À la fin du XVIIIe siècle, malgré les publications de médecins français reconnaissant la nocivité du blanc de céruse, pigment à base de carbonate de plomb, ce produit est largement utilisé comme peinture, notamment dans les hôpitaux. Laurence Lestel a retracé l’histoire de l’industrie de la fabrication de la céruse. Au début du XIXe siècle, une grande partie des ouvriers impliqués dans sa fabrication à l’usine de Clichy près de Paris souffrent de problèmes de santé, du fait du saturnisme induit par l’exposition aux poussières toxiques émises lors du broyage de la céruse.

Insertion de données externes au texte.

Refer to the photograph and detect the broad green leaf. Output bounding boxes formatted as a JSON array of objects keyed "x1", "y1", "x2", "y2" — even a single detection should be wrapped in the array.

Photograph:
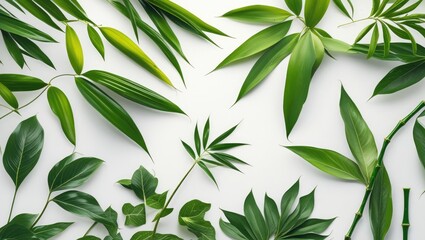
[
  {"x1": 99, "y1": 27, "x2": 172, "y2": 86},
  {"x1": 153, "y1": 208, "x2": 173, "y2": 221},
  {"x1": 285, "y1": 0, "x2": 302, "y2": 15},
  {"x1": 0, "y1": 74, "x2": 47, "y2": 91},
  {"x1": 2, "y1": 31, "x2": 25, "y2": 68},
  {"x1": 369, "y1": 167, "x2": 393, "y2": 240},
  {"x1": 340, "y1": 86, "x2": 377, "y2": 181},
  {"x1": 146, "y1": 191, "x2": 168, "y2": 209},
  {"x1": 0, "y1": 224, "x2": 35, "y2": 239},
  {"x1": 215, "y1": 21, "x2": 292, "y2": 70},
  {"x1": 145, "y1": 0, "x2": 227, "y2": 36},
  {"x1": 222, "y1": 5, "x2": 292, "y2": 24},
  {"x1": 12, "y1": 34, "x2": 55, "y2": 68},
  {"x1": 9, "y1": 213, "x2": 37, "y2": 228},
  {"x1": 87, "y1": 25, "x2": 105, "y2": 59},
  {"x1": 122, "y1": 203, "x2": 146, "y2": 227},
  {"x1": 304, "y1": 0, "x2": 330, "y2": 27},
  {"x1": 0, "y1": 13, "x2": 56, "y2": 42},
  {"x1": 131, "y1": 166, "x2": 158, "y2": 201},
  {"x1": 279, "y1": 180, "x2": 300, "y2": 230},
  {"x1": 47, "y1": 87, "x2": 76, "y2": 145},
  {"x1": 222, "y1": 211, "x2": 256, "y2": 239},
  {"x1": 284, "y1": 31, "x2": 316, "y2": 137},
  {"x1": 102, "y1": 207, "x2": 120, "y2": 236},
  {"x1": 48, "y1": 157, "x2": 103, "y2": 192},
  {"x1": 244, "y1": 192, "x2": 268, "y2": 240},
  {"x1": 75, "y1": 77, "x2": 149, "y2": 154},
  {"x1": 372, "y1": 60, "x2": 425, "y2": 96},
  {"x1": 131, "y1": 231, "x2": 182, "y2": 240},
  {"x1": 3, "y1": 116, "x2": 44, "y2": 189},
  {"x1": 66, "y1": 25, "x2": 84, "y2": 74},
  {"x1": 0, "y1": 82, "x2": 18, "y2": 108},
  {"x1": 33, "y1": 222, "x2": 73, "y2": 240},
  {"x1": 264, "y1": 194, "x2": 279, "y2": 237},
  {"x1": 280, "y1": 190, "x2": 315, "y2": 234},
  {"x1": 286, "y1": 146, "x2": 366, "y2": 183},
  {"x1": 368, "y1": 24, "x2": 379, "y2": 58},
  {"x1": 179, "y1": 200, "x2": 215, "y2": 240},
  {"x1": 414, "y1": 111, "x2": 425, "y2": 168},
  {"x1": 289, "y1": 218, "x2": 334, "y2": 236},
  {"x1": 236, "y1": 33, "x2": 298, "y2": 101},
  {"x1": 15, "y1": 0, "x2": 62, "y2": 30},
  {"x1": 82, "y1": 70, "x2": 184, "y2": 114}
]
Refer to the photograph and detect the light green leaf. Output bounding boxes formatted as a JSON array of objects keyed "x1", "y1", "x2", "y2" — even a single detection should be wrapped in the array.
[
  {"x1": 286, "y1": 146, "x2": 366, "y2": 183},
  {"x1": 66, "y1": 25, "x2": 84, "y2": 74},
  {"x1": 122, "y1": 203, "x2": 146, "y2": 227},
  {"x1": 222, "y1": 5, "x2": 292, "y2": 24},
  {"x1": 368, "y1": 24, "x2": 379, "y2": 58},
  {"x1": 47, "y1": 87, "x2": 76, "y2": 145},
  {"x1": 304, "y1": 0, "x2": 330, "y2": 27},
  {"x1": 3, "y1": 116, "x2": 44, "y2": 189},
  {"x1": 285, "y1": 0, "x2": 302, "y2": 15},
  {"x1": 0, "y1": 82, "x2": 18, "y2": 108}
]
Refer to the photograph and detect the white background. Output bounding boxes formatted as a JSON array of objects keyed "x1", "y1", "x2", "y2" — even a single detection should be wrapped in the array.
[{"x1": 1, "y1": 0, "x2": 425, "y2": 239}]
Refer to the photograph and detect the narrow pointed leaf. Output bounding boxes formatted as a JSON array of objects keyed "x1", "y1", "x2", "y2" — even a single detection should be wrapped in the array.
[
  {"x1": 123, "y1": 0, "x2": 140, "y2": 41},
  {"x1": 15, "y1": 0, "x2": 62, "y2": 30},
  {"x1": 413, "y1": 111, "x2": 425, "y2": 168},
  {"x1": 222, "y1": 5, "x2": 292, "y2": 24},
  {"x1": 66, "y1": 25, "x2": 83, "y2": 74},
  {"x1": 12, "y1": 34, "x2": 55, "y2": 68},
  {"x1": 0, "y1": 13, "x2": 56, "y2": 42},
  {"x1": 33, "y1": 0, "x2": 67, "y2": 21},
  {"x1": 0, "y1": 82, "x2": 18, "y2": 108},
  {"x1": 368, "y1": 24, "x2": 379, "y2": 58},
  {"x1": 202, "y1": 118, "x2": 210, "y2": 149},
  {"x1": 2, "y1": 31, "x2": 25, "y2": 68},
  {"x1": 87, "y1": 25, "x2": 105, "y2": 59},
  {"x1": 304, "y1": 0, "x2": 330, "y2": 27},
  {"x1": 264, "y1": 194, "x2": 279, "y2": 236},
  {"x1": 244, "y1": 192, "x2": 268, "y2": 239},
  {"x1": 0, "y1": 74, "x2": 47, "y2": 91},
  {"x1": 285, "y1": 0, "x2": 302, "y2": 15}
]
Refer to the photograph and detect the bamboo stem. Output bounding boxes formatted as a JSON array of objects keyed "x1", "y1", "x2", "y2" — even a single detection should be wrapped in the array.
[
  {"x1": 345, "y1": 101, "x2": 425, "y2": 240},
  {"x1": 402, "y1": 188, "x2": 410, "y2": 240}
]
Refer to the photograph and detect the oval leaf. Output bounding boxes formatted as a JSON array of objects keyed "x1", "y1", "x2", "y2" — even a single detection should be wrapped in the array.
[
  {"x1": 304, "y1": 0, "x2": 330, "y2": 27},
  {"x1": 66, "y1": 25, "x2": 84, "y2": 74},
  {"x1": 0, "y1": 74, "x2": 47, "y2": 91},
  {"x1": 222, "y1": 5, "x2": 292, "y2": 24},
  {"x1": 0, "y1": 82, "x2": 18, "y2": 108}
]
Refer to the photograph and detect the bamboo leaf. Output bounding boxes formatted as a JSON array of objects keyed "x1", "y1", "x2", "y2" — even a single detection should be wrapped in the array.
[
  {"x1": 194, "y1": 124, "x2": 201, "y2": 155},
  {"x1": 52, "y1": 0, "x2": 91, "y2": 22},
  {"x1": 87, "y1": 25, "x2": 105, "y2": 59},
  {"x1": 355, "y1": 24, "x2": 375, "y2": 43},
  {"x1": 33, "y1": 0, "x2": 67, "y2": 21},
  {"x1": 222, "y1": 5, "x2": 292, "y2": 24},
  {"x1": 286, "y1": 146, "x2": 366, "y2": 183},
  {"x1": 15, "y1": 0, "x2": 62, "y2": 30},
  {"x1": 12, "y1": 34, "x2": 55, "y2": 68},
  {"x1": 373, "y1": 60, "x2": 425, "y2": 96},
  {"x1": 100, "y1": 27, "x2": 172, "y2": 87},
  {"x1": 369, "y1": 167, "x2": 393, "y2": 240},
  {"x1": 340, "y1": 86, "x2": 377, "y2": 180},
  {"x1": 75, "y1": 77, "x2": 149, "y2": 154},
  {"x1": 0, "y1": 13, "x2": 56, "y2": 42},
  {"x1": 47, "y1": 87, "x2": 76, "y2": 145},
  {"x1": 66, "y1": 25, "x2": 84, "y2": 74},
  {"x1": 381, "y1": 22, "x2": 391, "y2": 57},
  {"x1": 0, "y1": 82, "x2": 18, "y2": 108},
  {"x1": 333, "y1": 0, "x2": 354, "y2": 19},
  {"x1": 215, "y1": 21, "x2": 292, "y2": 70},
  {"x1": 202, "y1": 118, "x2": 210, "y2": 149},
  {"x1": 2, "y1": 31, "x2": 26, "y2": 68},
  {"x1": 0, "y1": 74, "x2": 47, "y2": 91},
  {"x1": 285, "y1": 0, "x2": 302, "y2": 15},
  {"x1": 123, "y1": 0, "x2": 140, "y2": 41},
  {"x1": 304, "y1": 0, "x2": 330, "y2": 27},
  {"x1": 368, "y1": 24, "x2": 379, "y2": 58},
  {"x1": 3, "y1": 116, "x2": 44, "y2": 189},
  {"x1": 82, "y1": 70, "x2": 184, "y2": 114},
  {"x1": 414, "y1": 111, "x2": 425, "y2": 168}
]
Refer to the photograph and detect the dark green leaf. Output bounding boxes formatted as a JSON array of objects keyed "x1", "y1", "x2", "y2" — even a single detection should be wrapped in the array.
[
  {"x1": 209, "y1": 124, "x2": 238, "y2": 147},
  {"x1": 202, "y1": 118, "x2": 210, "y2": 149},
  {"x1": 0, "y1": 74, "x2": 47, "y2": 91},
  {"x1": 0, "y1": 224, "x2": 35, "y2": 239},
  {"x1": 15, "y1": 0, "x2": 62, "y2": 30},
  {"x1": 123, "y1": 0, "x2": 140, "y2": 41},
  {"x1": 264, "y1": 194, "x2": 279, "y2": 237},
  {"x1": 209, "y1": 143, "x2": 246, "y2": 151},
  {"x1": 285, "y1": 0, "x2": 302, "y2": 15},
  {"x1": 0, "y1": 13, "x2": 56, "y2": 42},
  {"x1": 414, "y1": 111, "x2": 425, "y2": 168},
  {"x1": 197, "y1": 161, "x2": 218, "y2": 186},
  {"x1": 194, "y1": 124, "x2": 201, "y2": 155},
  {"x1": 122, "y1": 203, "x2": 146, "y2": 227},
  {"x1": 219, "y1": 219, "x2": 248, "y2": 240},
  {"x1": 33, "y1": 222, "x2": 73, "y2": 240},
  {"x1": 0, "y1": 82, "x2": 18, "y2": 108},
  {"x1": 11, "y1": 34, "x2": 55, "y2": 68},
  {"x1": 244, "y1": 191, "x2": 268, "y2": 239},
  {"x1": 131, "y1": 165, "x2": 158, "y2": 201},
  {"x1": 368, "y1": 24, "x2": 379, "y2": 58},
  {"x1": 179, "y1": 200, "x2": 215, "y2": 239},
  {"x1": 87, "y1": 25, "x2": 105, "y2": 59},
  {"x1": 153, "y1": 208, "x2": 173, "y2": 221},
  {"x1": 131, "y1": 231, "x2": 182, "y2": 240},
  {"x1": 2, "y1": 31, "x2": 25, "y2": 68},
  {"x1": 182, "y1": 140, "x2": 196, "y2": 159},
  {"x1": 33, "y1": 0, "x2": 67, "y2": 21},
  {"x1": 9, "y1": 213, "x2": 37, "y2": 228},
  {"x1": 52, "y1": 0, "x2": 91, "y2": 22},
  {"x1": 279, "y1": 180, "x2": 300, "y2": 229}
]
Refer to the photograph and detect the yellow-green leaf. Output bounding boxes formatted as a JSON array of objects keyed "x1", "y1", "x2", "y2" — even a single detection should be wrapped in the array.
[{"x1": 66, "y1": 25, "x2": 84, "y2": 74}]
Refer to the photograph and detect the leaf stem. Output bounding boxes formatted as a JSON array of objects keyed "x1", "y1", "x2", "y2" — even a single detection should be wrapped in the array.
[
  {"x1": 31, "y1": 192, "x2": 52, "y2": 228},
  {"x1": 83, "y1": 222, "x2": 98, "y2": 236},
  {"x1": 403, "y1": 188, "x2": 410, "y2": 240},
  {"x1": 345, "y1": 101, "x2": 425, "y2": 240},
  {"x1": 338, "y1": 17, "x2": 372, "y2": 27},
  {"x1": 151, "y1": 152, "x2": 207, "y2": 236},
  {"x1": 7, "y1": 188, "x2": 18, "y2": 223}
]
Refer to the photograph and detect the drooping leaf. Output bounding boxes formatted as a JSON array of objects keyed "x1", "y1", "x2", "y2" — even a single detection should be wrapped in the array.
[
  {"x1": 123, "y1": 0, "x2": 140, "y2": 41},
  {"x1": 87, "y1": 25, "x2": 105, "y2": 59},
  {"x1": 222, "y1": 5, "x2": 292, "y2": 24},
  {"x1": 0, "y1": 82, "x2": 18, "y2": 108},
  {"x1": 0, "y1": 74, "x2": 47, "y2": 91},
  {"x1": 82, "y1": 70, "x2": 184, "y2": 114},
  {"x1": 304, "y1": 0, "x2": 330, "y2": 27},
  {"x1": 66, "y1": 25, "x2": 84, "y2": 74},
  {"x1": 333, "y1": 0, "x2": 354, "y2": 19},
  {"x1": 0, "y1": 224, "x2": 35, "y2": 239},
  {"x1": 3, "y1": 116, "x2": 44, "y2": 189},
  {"x1": 215, "y1": 21, "x2": 292, "y2": 70},
  {"x1": 99, "y1": 27, "x2": 172, "y2": 86},
  {"x1": 75, "y1": 77, "x2": 149, "y2": 154},
  {"x1": 131, "y1": 165, "x2": 158, "y2": 201},
  {"x1": 2, "y1": 31, "x2": 25, "y2": 68},
  {"x1": 122, "y1": 203, "x2": 146, "y2": 227},
  {"x1": 179, "y1": 200, "x2": 215, "y2": 240},
  {"x1": 286, "y1": 146, "x2": 366, "y2": 183},
  {"x1": 340, "y1": 85, "x2": 377, "y2": 181},
  {"x1": 47, "y1": 87, "x2": 76, "y2": 145},
  {"x1": 369, "y1": 167, "x2": 393, "y2": 240},
  {"x1": 33, "y1": 222, "x2": 73, "y2": 240},
  {"x1": 0, "y1": 13, "x2": 56, "y2": 42}
]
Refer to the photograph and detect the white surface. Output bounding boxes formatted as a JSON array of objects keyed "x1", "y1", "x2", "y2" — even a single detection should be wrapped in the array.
[{"x1": 1, "y1": 0, "x2": 425, "y2": 239}]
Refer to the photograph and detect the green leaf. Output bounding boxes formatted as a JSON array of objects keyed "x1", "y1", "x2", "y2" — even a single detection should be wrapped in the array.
[
  {"x1": 304, "y1": 0, "x2": 330, "y2": 27},
  {"x1": 145, "y1": 0, "x2": 227, "y2": 36},
  {"x1": 219, "y1": 219, "x2": 248, "y2": 240},
  {"x1": 372, "y1": 60, "x2": 425, "y2": 96},
  {"x1": 102, "y1": 206, "x2": 120, "y2": 236},
  {"x1": 131, "y1": 231, "x2": 182, "y2": 240},
  {"x1": 283, "y1": 31, "x2": 316, "y2": 137},
  {"x1": 123, "y1": 0, "x2": 140, "y2": 41},
  {"x1": 87, "y1": 25, "x2": 105, "y2": 59},
  {"x1": 52, "y1": 0, "x2": 91, "y2": 22},
  {"x1": 47, "y1": 87, "x2": 76, "y2": 145},
  {"x1": 0, "y1": 82, "x2": 18, "y2": 108},
  {"x1": 3, "y1": 116, "x2": 44, "y2": 189},
  {"x1": 33, "y1": 0, "x2": 67, "y2": 21},
  {"x1": 48, "y1": 156, "x2": 103, "y2": 192},
  {"x1": 122, "y1": 203, "x2": 146, "y2": 227},
  {"x1": 279, "y1": 180, "x2": 300, "y2": 229},
  {"x1": 244, "y1": 192, "x2": 268, "y2": 240},
  {"x1": 182, "y1": 140, "x2": 196, "y2": 159},
  {"x1": 118, "y1": 179, "x2": 132, "y2": 189},
  {"x1": 209, "y1": 124, "x2": 238, "y2": 147},
  {"x1": 66, "y1": 25, "x2": 84, "y2": 74},
  {"x1": 197, "y1": 161, "x2": 218, "y2": 186},
  {"x1": 222, "y1": 211, "x2": 255, "y2": 239},
  {"x1": 0, "y1": 13, "x2": 56, "y2": 42},
  {"x1": 280, "y1": 190, "x2": 315, "y2": 234},
  {"x1": 381, "y1": 22, "x2": 391, "y2": 57},
  {"x1": 285, "y1": 0, "x2": 302, "y2": 15},
  {"x1": 236, "y1": 33, "x2": 298, "y2": 101},
  {"x1": 209, "y1": 143, "x2": 246, "y2": 151},
  {"x1": 0, "y1": 224, "x2": 35, "y2": 239},
  {"x1": 99, "y1": 27, "x2": 172, "y2": 87},
  {"x1": 202, "y1": 118, "x2": 210, "y2": 149},
  {"x1": 355, "y1": 24, "x2": 375, "y2": 43},
  {"x1": 414, "y1": 111, "x2": 425, "y2": 168},
  {"x1": 0, "y1": 74, "x2": 47, "y2": 91},
  {"x1": 222, "y1": 5, "x2": 292, "y2": 24},
  {"x1": 2, "y1": 31, "x2": 25, "y2": 68},
  {"x1": 11, "y1": 34, "x2": 55, "y2": 68},
  {"x1": 333, "y1": 0, "x2": 354, "y2": 19},
  {"x1": 15, "y1": 0, "x2": 62, "y2": 30},
  {"x1": 289, "y1": 218, "x2": 334, "y2": 236},
  {"x1": 370, "y1": 167, "x2": 393, "y2": 240},
  {"x1": 146, "y1": 191, "x2": 168, "y2": 209},
  {"x1": 82, "y1": 70, "x2": 184, "y2": 114},
  {"x1": 131, "y1": 166, "x2": 158, "y2": 201},
  {"x1": 286, "y1": 146, "x2": 366, "y2": 183},
  {"x1": 194, "y1": 124, "x2": 201, "y2": 155},
  {"x1": 153, "y1": 208, "x2": 173, "y2": 221},
  {"x1": 264, "y1": 194, "x2": 279, "y2": 237},
  {"x1": 33, "y1": 222, "x2": 73, "y2": 240},
  {"x1": 9, "y1": 213, "x2": 37, "y2": 228},
  {"x1": 179, "y1": 200, "x2": 215, "y2": 239},
  {"x1": 340, "y1": 85, "x2": 377, "y2": 181},
  {"x1": 215, "y1": 21, "x2": 292, "y2": 70},
  {"x1": 75, "y1": 77, "x2": 149, "y2": 154},
  {"x1": 368, "y1": 24, "x2": 379, "y2": 58}
]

En 1820, le ministère de l’Intérieur saisit le Comité Consultatif des Arts et Manufactures de la question. Or le groupe d’experts consulté inclut des chimistes très liés à l’usine, dont l’inventeur du procédé industriel de fabrication du blanc de céruse, le chimiste Gay-Lussac, qui était son ami, et… le directeur de l’usine. Ce groupe n’identifie pas de problème dans l’usine de Clichy et conclut que c’est le procédé industriel utilisé par les concurrents hollandais, et les producteurs de céruse de Lille (où le taux de maladies professionnelles était pourtant bien plus faible qu’à Clichy) qui est nocif et doit être interdit.

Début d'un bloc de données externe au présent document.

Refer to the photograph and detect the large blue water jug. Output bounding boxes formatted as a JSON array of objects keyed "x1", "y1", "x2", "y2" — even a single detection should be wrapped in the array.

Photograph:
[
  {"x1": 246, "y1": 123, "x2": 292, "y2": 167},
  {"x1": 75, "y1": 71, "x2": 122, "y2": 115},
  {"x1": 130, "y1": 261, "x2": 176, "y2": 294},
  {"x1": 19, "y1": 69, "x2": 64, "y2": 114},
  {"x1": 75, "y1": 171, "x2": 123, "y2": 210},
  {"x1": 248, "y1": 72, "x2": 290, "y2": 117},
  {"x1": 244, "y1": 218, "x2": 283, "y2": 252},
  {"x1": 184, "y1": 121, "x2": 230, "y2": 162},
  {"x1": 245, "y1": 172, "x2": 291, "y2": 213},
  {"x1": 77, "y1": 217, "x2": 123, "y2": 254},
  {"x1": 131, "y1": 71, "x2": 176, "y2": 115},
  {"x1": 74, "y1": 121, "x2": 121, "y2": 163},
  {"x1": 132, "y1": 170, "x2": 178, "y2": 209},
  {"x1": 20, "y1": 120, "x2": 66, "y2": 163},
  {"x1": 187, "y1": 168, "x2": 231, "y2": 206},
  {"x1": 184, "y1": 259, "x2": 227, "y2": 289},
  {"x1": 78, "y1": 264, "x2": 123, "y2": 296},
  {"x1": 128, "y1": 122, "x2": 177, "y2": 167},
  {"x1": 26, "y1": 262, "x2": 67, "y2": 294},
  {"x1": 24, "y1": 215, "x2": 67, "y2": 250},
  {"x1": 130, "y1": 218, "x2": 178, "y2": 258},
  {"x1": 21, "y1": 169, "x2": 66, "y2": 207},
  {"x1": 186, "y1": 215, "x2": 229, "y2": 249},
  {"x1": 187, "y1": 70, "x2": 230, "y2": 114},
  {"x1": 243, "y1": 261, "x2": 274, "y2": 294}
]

Du scandale de la céruse à celui du Médiator
Cet avis entraîne la promulgation d’une loi aux effets désastreux, et qui sera vite abolie. La connaissance de la composition du groupe d’experts aurait pu suffire à prédire les grandes lignes de leurs conclusions.

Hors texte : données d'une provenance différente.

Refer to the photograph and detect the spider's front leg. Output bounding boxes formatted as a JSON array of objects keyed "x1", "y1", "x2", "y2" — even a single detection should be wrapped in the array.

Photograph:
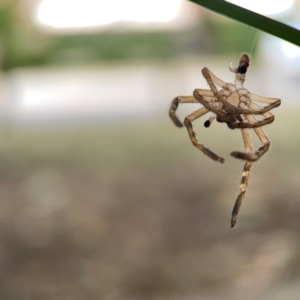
[
  {"x1": 201, "y1": 67, "x2": 238, "y2": 113},
  {"x1": 184, "y1": 107, "x2": 224, "y2": 163},
  {"x1": 169, "y1": 96, "x2": 199, "y2": 127},
  {"x1": 169, "y1": 93, "x2": 224, "y2": 163},
  {"x1": 169, "y1": 89, "x2": 215, "y2": 127}
]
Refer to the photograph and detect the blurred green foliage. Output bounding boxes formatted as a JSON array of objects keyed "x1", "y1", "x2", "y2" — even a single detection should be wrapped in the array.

Le fonctionnement de l’agence française du médicament avant qu’elle ne soit réformée dans les suites du drame du Médiator constitue un autre exemple plus récent de la problématique des conflits d’intérêts dans les groupes d’experts. On peut aussi citer celui d’agences européennes, dont les politiques de gestion des conflits d’intérêts ont été remises en cause au point que le Parlement européen ait refusé de voter leur budget, avant que certaines mesures ne soit prises.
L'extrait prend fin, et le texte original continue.